I don't really accept the idea that political fragmentation is good for progress which shows up in a lot of analysis of why Europe pulled ahead of China technologically. It's true that political fragmentation creates more room for innovation, but political centralization also has important benefits; it means fewer trade barriers, less resources squandered or destroyed in war, and more coordination. And in the case of why Europe pulled ahead of China, I think that was a historically contingent event and history could probably have easily turned out differently, and insofar as geographical factors contributed to the OTL outcome, Europe being harder for a single political entity to conquer wasn't the only one and might not have been the most important. Just breaking up China into a bunch of different competing states is pretty much my least favorite way to set up a "China has a scientific-industrial revolution first" scenario.
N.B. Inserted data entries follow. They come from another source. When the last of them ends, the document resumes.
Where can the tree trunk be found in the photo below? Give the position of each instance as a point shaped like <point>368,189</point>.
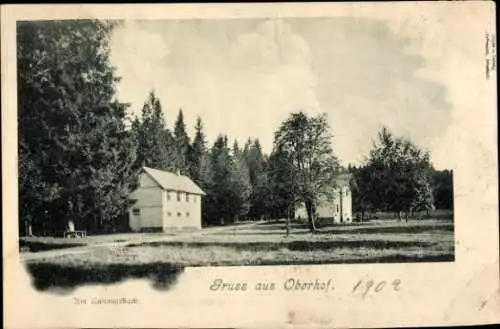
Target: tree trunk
<point>29,229</point>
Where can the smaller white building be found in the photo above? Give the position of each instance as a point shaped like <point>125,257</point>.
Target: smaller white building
<point>338,208</point>
<point>165,201</point>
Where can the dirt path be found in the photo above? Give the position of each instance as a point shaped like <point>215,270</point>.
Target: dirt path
<point>29,256</point>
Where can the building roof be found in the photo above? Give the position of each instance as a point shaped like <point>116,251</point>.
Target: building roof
<point>174,182</point>
<point>345,179</point>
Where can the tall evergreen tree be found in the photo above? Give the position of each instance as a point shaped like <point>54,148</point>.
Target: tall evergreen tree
<point>198,153</point>
<point>75,155</point>
<point>306,143</point>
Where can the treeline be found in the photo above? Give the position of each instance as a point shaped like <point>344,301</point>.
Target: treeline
<point>232,176</point>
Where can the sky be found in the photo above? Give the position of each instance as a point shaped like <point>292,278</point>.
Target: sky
<point>243,77</point>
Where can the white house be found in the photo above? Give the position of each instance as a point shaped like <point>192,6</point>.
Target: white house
<point>165,201</point>
<point>338,208</point>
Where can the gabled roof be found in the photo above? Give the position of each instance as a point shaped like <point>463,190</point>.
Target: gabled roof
<point>172,181</point>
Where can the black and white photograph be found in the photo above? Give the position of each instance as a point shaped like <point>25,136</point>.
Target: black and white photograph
<point>146,147</point>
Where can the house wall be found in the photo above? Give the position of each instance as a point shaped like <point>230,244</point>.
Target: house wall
<point>181,213</point>
<point>149,204</point>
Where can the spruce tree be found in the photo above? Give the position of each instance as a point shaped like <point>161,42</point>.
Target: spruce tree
<point>182,144</point>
We should return to our old Pagan culture and religion, as a better way to preserve the environment and fight for social justice.
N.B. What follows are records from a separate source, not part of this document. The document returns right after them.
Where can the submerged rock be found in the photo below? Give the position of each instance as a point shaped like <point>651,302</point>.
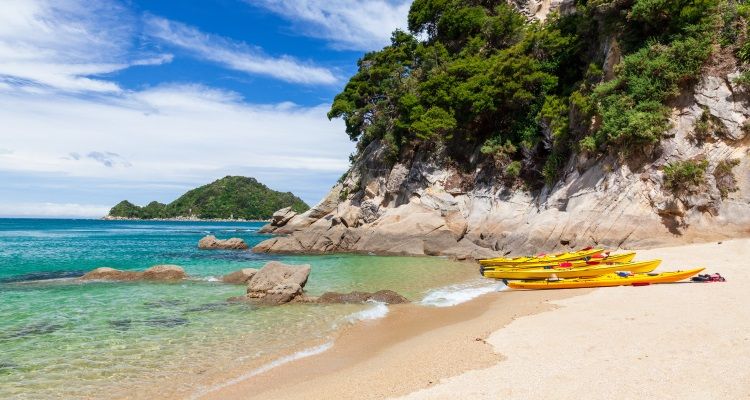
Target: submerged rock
<point>39,328</point>
<point>111,274</point>
<point>164,273</point>
<point>382,296</point>
<point>276,283</point>
<point>210,242</point>
<point>239,277</point>
<point>155,273</point>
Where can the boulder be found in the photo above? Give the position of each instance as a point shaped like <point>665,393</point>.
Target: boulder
<point>382,296</point>
<point>281,217</point>
<point>155,273</point>
<point>210,242</point>
<point>277,283</point>
<point>239,277</point>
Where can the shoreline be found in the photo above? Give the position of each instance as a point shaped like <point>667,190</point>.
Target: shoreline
<point>483,347</point>
<point>389,343</point>
<point>182,219</point>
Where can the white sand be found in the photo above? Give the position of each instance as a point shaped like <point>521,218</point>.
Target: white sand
<point>679,341</point>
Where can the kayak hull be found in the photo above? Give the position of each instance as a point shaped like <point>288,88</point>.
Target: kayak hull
<point>581,272</point>
<point>607,281</point>
<point>614,258</point>
<point>575,255</point>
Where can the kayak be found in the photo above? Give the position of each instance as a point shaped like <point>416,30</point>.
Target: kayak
<point>567,256</point>
<point>561,271</point>
<point>594,260</point>
<point>607,280</point>
<point>580,272</point>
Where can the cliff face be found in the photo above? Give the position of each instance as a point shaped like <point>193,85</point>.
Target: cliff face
<point>426,205</point>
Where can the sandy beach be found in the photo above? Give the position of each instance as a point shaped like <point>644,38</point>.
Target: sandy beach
<point>679,341</point>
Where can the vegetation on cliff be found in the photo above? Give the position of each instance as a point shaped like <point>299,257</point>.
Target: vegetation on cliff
<point>477,79</point>
<point>228,197</point>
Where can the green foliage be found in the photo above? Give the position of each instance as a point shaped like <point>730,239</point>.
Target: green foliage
<point>513,169</point>
<point>707,126</point>
<point>743,79</point>
<point>682,175</point>
<point>125,209</point>
<point>726,182</point>
<point>587,144</point>
<point>231,196</point>
<point>436,123</point>
<point>485,79</point>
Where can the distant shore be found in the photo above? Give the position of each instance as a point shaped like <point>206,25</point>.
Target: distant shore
<point>185,219</point>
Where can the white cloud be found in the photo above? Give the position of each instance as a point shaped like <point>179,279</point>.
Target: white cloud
<point>167,133</point>
<point>65,44</point>
<point>348,24</point>
<point>233,55</point>
<point>70,210</point>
One of my controversial opinions about history is kind of the opposite: I think Christianity may have been an important cultural precondition for modern science and liberalism. Christianity was an important source of ideas like "God doesn't like privileged people better, in fact it's harder for them to please Him and they have extra obligations to help their less fortunate brethren," and "revenge and pride are bad motivations," and "being able to casually demand sexual favors from people shouldn't be treated as a natural perk of being a high-status man" and "nature is a single unified system with consistent rules, not a mess of arbitrary actions by a thousand different gods and spirits." I'm not going to say it was
the source of those ideas, because those ideas existed before it and elsewhere, but I think it gave them a big boost and benefited Western civilization and ultimately humanity as a whole by doing so. To be fair, I think there was a big cost to that; "paganism" was much more accepting of religious diversity and I think in that way "paganism" was much better than Christianity (and Islam), so I think Christianity was
at best very much a "two steps forward, one step back" trade. I suspect Christianity is close to the source of
why the West is weird, and ... the author of that essay speculates about how the psychological weirdness of Westerners might make us deficient, but I have kind of the opposite perspective, I think the psychological atypicality of Westerners is strongly connected to Western culture's material and moral strengths (I guess that's another controversial opinion about history that I have).
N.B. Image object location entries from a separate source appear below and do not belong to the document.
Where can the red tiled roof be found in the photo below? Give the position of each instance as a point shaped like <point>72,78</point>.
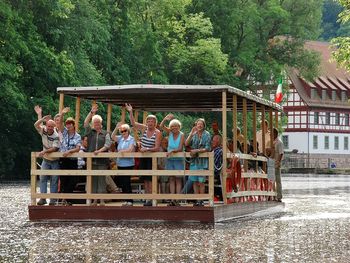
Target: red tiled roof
<point>330,78</point>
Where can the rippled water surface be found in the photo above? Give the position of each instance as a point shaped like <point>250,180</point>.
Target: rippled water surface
<point>315,227</point>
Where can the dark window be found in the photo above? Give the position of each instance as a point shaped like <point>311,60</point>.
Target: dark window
<point>326,142</point>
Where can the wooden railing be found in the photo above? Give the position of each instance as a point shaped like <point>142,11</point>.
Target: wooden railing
<point>254,185</point>
<point>155,173</point>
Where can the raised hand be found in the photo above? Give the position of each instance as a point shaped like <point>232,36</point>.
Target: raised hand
<point>119,124</point>
<point>128,107</point>
<point>194,130</point>
<point>65,110</point>
<point>47,118</point>
<point>169,117</point>
<point>94,108</point>
<point>38,109</point>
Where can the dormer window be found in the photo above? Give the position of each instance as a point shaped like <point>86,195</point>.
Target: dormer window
<point>334,95</point>
<point>343,96</point>
<point>313,94</point>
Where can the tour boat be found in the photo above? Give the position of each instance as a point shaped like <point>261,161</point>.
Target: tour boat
<point>244,192</point>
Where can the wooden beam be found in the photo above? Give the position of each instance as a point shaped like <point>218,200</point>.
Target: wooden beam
<point>262,147</point>
<point>271,127</point>
<point>33,179</point>
<point>88,179</point>
<point>224,148</point>
<point>211,181</point>
<point>61,105</point>
<point>154,180</point>
<point>123,115</point>
<point>77,113</point>
<point>145,113</point>
<point>109,116</point>
<point>254,127</point>
<point>255,147</point>
<point>234,122</point>
<point>245,131</point>
<point>276,119</point>
<point>136,134</point>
I have an I guess probably controversial opinion that's downstream from this, which is that the people who think the Middle East's problems are because of Islam are not entirely wrong but at the same time are
exactly wrong. I think one source of the Middle East's problems is that Islam failed to break the pre-Christian culture in the Middle East the way Christianity did in Europe. I figure it had to do with Islam being a victim of its own early success in a way. Christianity spent a long time as a weird persecuted fringe movement, and movements like that often actually draw solidarity from being alienated from the surrounding society and seeing themselves as a tiny island of virtue in an ocean of sin, and then Christianity took over society from the bottom up, by organically moving itself and its weird fringe values toward the center of the Overton Window. Islam had a much shorter period as a weird persecuted fringe movement, and then quickly became "The Man" and shifted to taking over society from the top down, and that meant early Islam had much more incentive to make itself palatable to privileged people and accommodate their values and interests. You can see this in how, for instance, Christianity is more radical about having a sexual morality that's functionally a culture war weapon aimed at the historical default sexual privileges of high-status men.